I’m not sure if recognizing his symptoms earlier and being given the label of Alzheimer’s would have made much difference in my father’s care, given where we are, or more accurately where we are not, with treatment options. I do believe, however, that early diagnosis can encourage some families to spend more time with loved ones now before it gets too late.
Reading books, newspapers, and magazines, doing crossword puzzles and games like Sudoku, watching educational television shows, and participating in hobbies may all help keep your brain as sharp as possible. These strategies have not been proven to prevent or delay the onset of dementia, but they are likely to help keep older minds sharp.
You probably have seen various supplements and vitamins being promoted to improve memory and prevent Alzheimer’s.
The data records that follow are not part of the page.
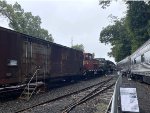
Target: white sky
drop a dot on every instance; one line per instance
(80, 20)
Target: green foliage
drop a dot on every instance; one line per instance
(79, 47)
(23, 22)
(137, 18)
(117, 36)
(129, 33)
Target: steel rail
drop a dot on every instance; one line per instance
(84, 99)
(66, 95)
We just don’t have any good information to suggest that they do; some supplements and vitamins have other beneficial health effects, but don’t take or buy one simply to improve memory.
Finally, manage any medical conditions such as high blood pressure, heart disease, and diabetes, which can increase your risk of stroke and cause memory loss and brain problems.
There are currently some genetic tests that can tell you if you’re at risk genetically to develop Alzheimer’s. But it’s important to remember that genetics is just one component of your risk of developing Alzheimer’s. Even if you are at risk, it does not mean you will develop it. In addition, we currently do not have any truly effective therapies to delay or cure Alzheimer’s. So when patients ask me if they should have a genetic test, I ask them, “What would you do with the information?” That answer is intensely personal: Every person has to decide for him or herself how to live and plan for the rest of their life.
I would be remiss if I did not mention the role of caregivers in a chapter that discusses Alzheimer’s. Many of you reading this book are or have been a caregiver for an elderly parent at some point. Nearly one out of every four households provides care to a relative age 50 or older. What is particularly impressive is that the average age of a primary caregiver is 60 years old—and as you’d suspect, nearly 75 percent of them are women. (I always tell couples planning to have a baby that one of the major factors in not being admitted to a nursing home is having a daughter.)
I really consider these caregivers to be heroes. It is an enormously challenging job. Caregivers often experience a sense of burden, and some researchers estimate that nearly 50 percent are depressed. Many are sleep deprived and exhausted. I’ve seen the physical and emotional toll it can take on numerous family members and friends. Given their age, the lack of sleep often exacerbates their own health problems. They really are the “hidden patient,” and we need to do a better job of focusing on their care as well.